For the assessment, the Anti-Corruption Commission sampled 433 businesses that used duty-free privileges in Addis Abeba and Dire Dewa. The March 2018 finding revealed that duty-free incentives of nearly one third of the business transactions sampled were open to corruption.

“We have been sending the reports to the Ethiopian Revenues & Customs Authority [ERCA],” said Teka Gebreyesus, acting commissioner of the Ethiopian Investment Commission, which was identified as one of the liable institutions for in the practice of these abuses in the report.

With the aim of encouraging investments and inflow of foreign capital, tax exemptions and holiday periods are granted based on the remoteness of the investment from Addis Abeba. Investments in areas with slow economic activities get over 15 years of tax holidays, including 100pc tax exemption from custom duties.

The study funded by the Democratic Institutions Programme of the United Nations Development Program and conducted over a yearlong period showed that the lack of cross-checking, over-invoicing and poor follow up as the primary reason for the abuse of the privileges.

“After cross-checking the report from the government institutions,” said the official from the Finance Ministry, “we will send it to parliament.”

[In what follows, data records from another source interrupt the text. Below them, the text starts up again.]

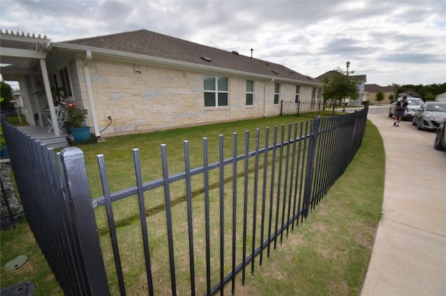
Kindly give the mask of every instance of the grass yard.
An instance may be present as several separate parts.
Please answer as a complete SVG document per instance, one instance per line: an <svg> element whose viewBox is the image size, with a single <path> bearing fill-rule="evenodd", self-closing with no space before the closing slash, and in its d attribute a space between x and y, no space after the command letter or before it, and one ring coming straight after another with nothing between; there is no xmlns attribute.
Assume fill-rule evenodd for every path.
<svg viewBox="0 0 446 296"><path fill-rule="evenodd" d="M114 192L135 184L132 154L133 148L139 149L143 182L146 182L162 176L160 161L161 144L167 145L169 171L169 175L172 175L184 170L183 141L185 140L190 143L190 163L193 168L203 164L203 137L208 138L209 163L213 163L218 160L219 135L223 135L225 158L228 158L232 153L233 132L237 133L237 154L241 154L245 151L245 131L250 131L249 150L252 151L255 147L256 128L259 128L260 143L263 146L265 128L270 128L270 145L274 126L278 126L280 133L282 125L284 124L284 130L286 135L289 123L294 123L295 120L296 118L293 117L264 118L115 137L107 139L105 143L83 145L81 148L85 154L92 196L97 197L102 194L98 172L97 154L102 154L105 156L110 190ZM277 139L277 141L279 140ZM365 275L374 232L380 217L384 161L383 146L379 133L374 126L367 122L362 147L344 175L329 191L322 202L310 213L309 219L295 228L288 237L284 238L282 244L278 244L277 249L271 252L270 258L265 258L261 266L259 265L259 258L256 258L255 273L251 275L247 271L246 286L241 285L239 274L236 295L357 294ZM238 165L238 172L243 174L243 164ZM231 168L229 168L228 170L231 170ZM215 187L215 184L218 184L217 174L211 172L210 179L210 207L212 214L218 212L218 186ZM197 177L193 182L196 184L202 184L203 180ZM243 190L243 184L238 184L238 190ZM177 288L178 295L187 295L189 290L187 284L182 283L183 287L180 288L178 283L187 283L190 281L188 269L185 267L185 263L188 264L189 260L188 253L185 251L187 246L187 226L183 193L184 186L175 185L171 190L172 195L176 197L172 206L176 221L175 254L176 258L183 258L184 261L176 262L179 274ZM229 199L230 191L225 190ZM157 198L157 195L163 196L162 188L158 193L151 192L145 195L146 198L150 200L146 204L146 213L148 225L150 225L151 254L154 258L152 262L153 280L156 285L155 295L170 295L169 285L162 284L168 283L170 279L164 233L164 200L162 198ZM194 193L192 207L194 213L203 212L202 195L202 191ZM242 202L238 202L238 212L243 210L243 204L239 203ZM139 248L141 244L141 228L136 197L114 203L113 207L128 295L146 295L147 287L144 286L146 277L142 262L144 257ZM230 243L232 235L232 205L225 204L224 207L224 239ZM112 253L110 239L104 212L103 207L96 210L106 266L111 269L114 262L109 255ZM248 215L254 215L252 210ZM194 220L194 230L197 233L194 233L196 280L197 286L199 284L201 286L198 294L202 295L206 292L206 290L202 290L203 283L206 288L206 271L203 270L206 261L204 238L200 235L204 232L204 223L200 216L197 215ZM241 221L238 221L238 230L241 228ZM211 235L219 235L219 227L217 224L211 224ZM241 236L240 230L237 235ZM2 231L1 239L2 288L22 281L32 281L36 286L36 295L62 295L26 223L20 224L16 230ZM256 239L258 240L259 237ZM230 248L225 247L224 250L225 258L229 258ZM241 247L237 249L239 258L242 251ZM28 262L22 267L13 271L3 268L9 260L22 254L28 256ZM219 246L213 244L213 262L218 260L219 256ZM225 272L229 271L229 266L230 264L225 263ZM218 274L218 268L217 264L213 263L213 273ZM112 293L118 295L116 275L111 272L109 279ZM217 279L213 279L213 281ZM163 288L164 286L167 288ZM226 295L230 294L230 289L229 283L225 288Z"/></svg>

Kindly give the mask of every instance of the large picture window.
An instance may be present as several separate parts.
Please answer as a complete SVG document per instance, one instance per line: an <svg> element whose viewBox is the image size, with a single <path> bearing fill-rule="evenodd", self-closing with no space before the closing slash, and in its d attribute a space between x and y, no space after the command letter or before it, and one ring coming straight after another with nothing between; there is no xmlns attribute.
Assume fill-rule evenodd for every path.
<svg viewBox="0 0 446 296"><path fill-rule="evenodd" d="M274 103L279 103L279 94L280 93L280 84L276 83L274 85Z"/></svg>
<svg viewBox="0 0 446 296"><path fill-rule="evenodd" d="M246 80L246 105L253 105L254 81Z"/></svg>
<svg viewBox="0 0 446 296"><path fill-rule="evenodd" d="M204 75L204 107L228 105L228 78Z"/></svg>

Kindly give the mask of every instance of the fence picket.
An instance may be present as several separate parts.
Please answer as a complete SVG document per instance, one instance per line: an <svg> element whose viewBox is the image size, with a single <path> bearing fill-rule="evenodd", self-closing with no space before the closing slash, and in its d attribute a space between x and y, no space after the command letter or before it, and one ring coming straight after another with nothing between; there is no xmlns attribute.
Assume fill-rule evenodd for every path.
<svg viewBox="0 0 446 296"><path fill-rule="evenodd" d="M284 104L282 102L281 108L285 112L286 108ZM293 112L298 114L305 111L302 103L293 103ZM314 112L320 110L322 106L319 104L311 108ZM189 265L187 267L178 267L178 272L189 269L190 295L195 295L199 292L211 295L220 292L223 295L224 285L229 282L231 282L231 293L235 294L236 276L240 272L242 284L245 283L245 269L249 263L251 272L254 274L256 256L259 257L259 264L261 265L263 251L266 251L266 256L269 258L271 246L273 249L277 248L277 239L280 238L282 244L284 232L288 237L289 226L292 232L295 223L297 227L300 222L308 219L309 212L321 201L360 147L367 110L368 108L365 107L362 110L342 116L316 117L311 121L301 121L299 126L298 123L293 126L289 124L286 132L285 125L282 125L280 135L277 126L274 126L272 135L267 127L262 148L260 147L260 130L256 129L253 151L249 151L249 132L246 131L245 149L240 155L238 154L238 135L233 133L232 155L226 159L224 158L223 135L220 135L218 160L213 163L209 162L208 138L204 138L203 165L199 168L190 168L189 142L184 141L185 170L173 175L169 175L167 147L163 144L160 147L162 177L146 183L142 181L139 150L134 149L136 186L114 193L109 191L104 156L99 155L98 162L104 195L93 200L84 155L80 149L66 148L57 154L56 159L52 149L22 134L3 119L2 126L30 227L66 295L110 294L94 214L94 208L102 206L105 207L107 214L119 293L121 295L126 294L127 283L124 280L126 274L123 272L125 268L121 266L118 248L115 223L117 214L114 214L113 203L134 195L138 198L147 289L151 296L156 294L154 288L157 287L155 286L152 274L155 272L152 270L151 264L154 255L150 252L149 244L152 237L149 239L148 234L151 225L148 225L146 216L146 207L151 205L145 202L144 193L162 187L164 188L162 206L166 215L165 235L168 244L165 248L169 251L170 288L174 295L179 290L184 291L179 285L180 281L183 285L184 279L178 277L177 281L176 277L174 232L174 224L176 225L178 221L173 221L175 209L171 205L171 203L178 206L178 202L172 202L175 194L178 193L172 189L172 194L171 186L174 188L178 185L176 182L184 179L182 190L185 191L183 205L187 209L188 239L188 244L185 244L187 245ZM253 161L250 161L251 157L254 157ZM60 170L56 165L57 161ZM244 161L240 167L240 177L239 161ZM227 179L225 168L232 170L232 175ZM211 175L213 170L218 170L215 173L218 177L215 179ZM242 170L244 170L243 177ZM201 192L204 193L203 202L194 203L194 207L203 209L199 213L199 211L192 212L192 199L196 194L194 192L198 192L192 188L196 185L192 182L194 176L203 178L203 183L197 188L200 193L197 193L201 196ZM243 182L240 188L238 180L240 184ZM218 188L217 186L212 186L210 182L218 183ZM229 198L225 200L226 191ZM42 199L37 200L36 195L42 195ZM213 198L214 195L218 195L218 198ZM52 204L47 204L47 200ZM231 212L226 214L225 208L231 208ZM175 217L176 219L176 216ZM199 226L194 228L194 219L204 219L204 233L201 235L205 241L206 281L196 276L195 259L201 250L194 246L195 244L201 245L201 237L197 239L194 237ZM260 223L259 225L258 223ZM226 229L229 225L231 229ZM213 243L220 246L220 252L216 251L215 254L213 252ZM217 275L214 276L214 273ZM201 287L205 281L206 287Z"/></svg>

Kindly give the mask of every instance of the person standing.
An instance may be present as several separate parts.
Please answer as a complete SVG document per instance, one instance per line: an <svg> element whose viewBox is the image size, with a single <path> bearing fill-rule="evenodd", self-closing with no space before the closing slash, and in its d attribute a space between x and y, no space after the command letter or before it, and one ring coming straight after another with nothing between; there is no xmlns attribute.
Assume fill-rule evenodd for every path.
<svg viewBox="0 0 446 296"><path fill-rule="evenodd" d="M395 114L395 121L393 123L394 126L399 126L399 123L404 117L404 112L409 110L407 108L408 103L406 101L406 99L407 96L404 96L402 100L399 101L395 104L395 109L393 110L393 113Z"/></svg>

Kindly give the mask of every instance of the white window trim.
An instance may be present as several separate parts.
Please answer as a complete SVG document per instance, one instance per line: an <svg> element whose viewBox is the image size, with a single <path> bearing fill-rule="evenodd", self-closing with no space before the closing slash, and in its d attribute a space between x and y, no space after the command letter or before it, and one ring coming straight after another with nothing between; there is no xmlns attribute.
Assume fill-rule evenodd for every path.
<svg viewBox="0 0 446 296"><path fill-rule="evenodd" d="M246 86L247 87L247 83L248 81L252 81L252 91L248 91L247 89L246 90L246 94L252 94L252 103L250 105L248 105L246 103L246 96L245 96L245 105L246 106L254 106L254 80L246 80Z"/></svg>
<svg viewBox="0 0 446 296"><path fill-rule="evenodd" d="M297 101L296 101L296 98L297 98ZM295 86L295 95L294 96L294 102L295 103L298 103L298 101L300 100L300 85L296 85Z"/></svg>
<svg viewBox="0 0 446 296"><path fill-rule="evenodd" d="M203 81L204 81L204 77L205 76L213 77L214 77L214 83L215 83L214 85L215 87L215 90L212 90L212 91L203 89L203 91L204 91L203 92L204 93L209 93L209 94L213 93L213 94L214 94L214 96L215 96L215 105L214 105L214 106L205 106L205 108L215 108L215 107L222 108L222 107L228 107L228 106L229 106L229 78L227 77L224 77L224 76L216 76L216 75L205 75L203 76ZM228 82L228 90L226 90L226 91L220 91L220 90L218 89L218 79L219 78L226 78L227 80L227 82ZM227 96L227 97L228 97L228 104L227 105L221 105L221 106L218 105L218 94L228 94L228 96Z"/></svg>
<svg viewBox="0 0 446 296"><path fill-rule="evenodd" d="M276 92L276 85L279 85L279 92ZM275 103L276 95L277 96L277 103ZM273 97L273 103L274 105L279 105L280 103L280 83L275 83L274 84L274 97Z"/></svg>

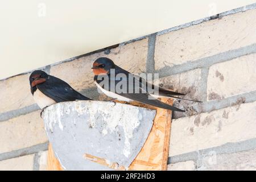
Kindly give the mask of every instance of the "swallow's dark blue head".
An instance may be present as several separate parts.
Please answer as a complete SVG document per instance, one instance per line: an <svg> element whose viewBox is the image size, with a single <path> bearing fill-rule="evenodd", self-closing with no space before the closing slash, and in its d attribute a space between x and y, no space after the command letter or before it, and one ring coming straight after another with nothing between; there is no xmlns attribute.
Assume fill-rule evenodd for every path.
<svg viewBox="0 0 256 182"><path fill-rule="evenodd" d="M30 84L31 88L37 85L44 82L48 79L49 76L41 70L34 71L30 76Z"/></svg>
<svg viewBox="0 0 256 182"><path fill-rule="evenodd" d="M110 69L114 69L115 65L114 62L107 57L100 57L93 63L93 69L95 75L100 74L109 74Z"/></svg>

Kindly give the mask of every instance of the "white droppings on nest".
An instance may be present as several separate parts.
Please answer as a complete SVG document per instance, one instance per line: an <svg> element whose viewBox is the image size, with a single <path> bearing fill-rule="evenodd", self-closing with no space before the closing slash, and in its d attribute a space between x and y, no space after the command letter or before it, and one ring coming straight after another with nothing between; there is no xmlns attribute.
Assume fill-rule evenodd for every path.
<svg viewBox="0 0 256 182"><path fill-rule="evenodd" d="M106 135L108 134L108 130L106 129L103 129L102 131L102 134Z"/></svg>
<svg viewBox="0 0 256 182"><path fill-rule="evenodd" d="M100 114L106 121L106 125L102 132L104 135L106 135L108 131L110 133L118 131L119 127L123 129L125 135L123 154L128 158L131 152L130 139L133 138L134 130L139 125L142 116L137 107L127 107L118 103L116 104L114 107L109 107L109 105L112 105L111 103L108 103L106 106L105 104L91 104L86 106L90 108L90 122L95 123ZM117 109L118 109L118 111Z"/></svg>
<svg viewBox="0 0 256 182"><path fill-rule="evenodd" d="M70 114L71 113L73 114L77 113L79 116L88 115L89 121L88 123L89 127L96 127L97 124L100 125L100 121L104 121L101 130L102 135L105 135L113 132L121 134L119 137L125 140L122 153L126 158L129 158L131 154L130 140L133 136L134 130L139 126L142 119L140 110L144 109L138 109L137 107L119 103L116 103L113 106L112 102L83 102L84 101L57 104L47 108L44 114L47 129L52 131L53 125L57 124L59 127L63 130L60 120L65 113ZM73 120L73 122L75 124L76 119Z"/></svg>
<svg viewBox="0 0 256 182"><path fill-rule="evenodd" d="M79 115L85 113L89 114L90 127L95 127L100 117L102 118L106 122L105 127L102 131L103 135L109 133L108 131L110 133L117 131L117 130L119 129L118 126L123 129L125 135L123 154L128 158L131 153L130 139L133 138L134 130L139 125L140 120L142 118L138 107L127 106L118 103L113 106L112 103L105 102L104 104L95 104L95 102L88 102L86 105L81 104L81 101L76 102L76 111ZM117 110L117 109L118 110Z"/></svg>
<svg viewBox="0 0 256 182"><path fill-rule="evenodd" d="M108 164L108 166L110 166L110 165L112 164L110 161L108 159L105 159L105 162L106 162L106 163Z"/></svg>

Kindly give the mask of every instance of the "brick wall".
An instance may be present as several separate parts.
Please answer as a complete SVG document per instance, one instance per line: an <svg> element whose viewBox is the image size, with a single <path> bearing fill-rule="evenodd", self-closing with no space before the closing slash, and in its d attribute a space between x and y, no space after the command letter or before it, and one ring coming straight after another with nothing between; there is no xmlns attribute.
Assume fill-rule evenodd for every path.
<svg viewBox="0 0 256 182"><path fill-rule="evenodd" d="M161 86L203 104L175 101L170 170L256 170L256 5L238 9L43 69L101 98L90 69L112 59L133 73L158 73ZM67 74L68 73L68 74ZM30 91L30 73L0 81L0 170L44 170L47 137Z"/></svg>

Last year, the Finance Ministry along with the World Bank began a study on the administration of tax holidays and other exemptions in the country. The finding of the assessment led to the introduction of the new procedure.

“This will ensure transparency and can minimise the abuse,” said the Ministry official.

Yohannes Woldegebriel, a tax law expert who was once the prosecutor of the Ethiopian Revenues & Customs Authority, begs to differ on this.

“It could help the government only to trace how much revenues were forgone,” said Yohannes. “It can’t control the abuse of the privileges.”

Yohannes believes that problems in understanding and enforcing tax administration laws of the nation are the causes of the abuse. The capacity of the tax authority is also another cause, according to Yohannes.

“The tax authority has to look into itself and enhance efficiency and its capacity to tackle the deep-rooted problem,” Yohannes said.

Although the government has planned to raise the share of tax to GDP ratio annually by one percent, the ratio stands at 12.7pc, which is below the Sub-Saharan Africa average of 18pc. In the past fiscal year, 50 billion Br of the targeted tax revenues remained uncollected, according to ERCA.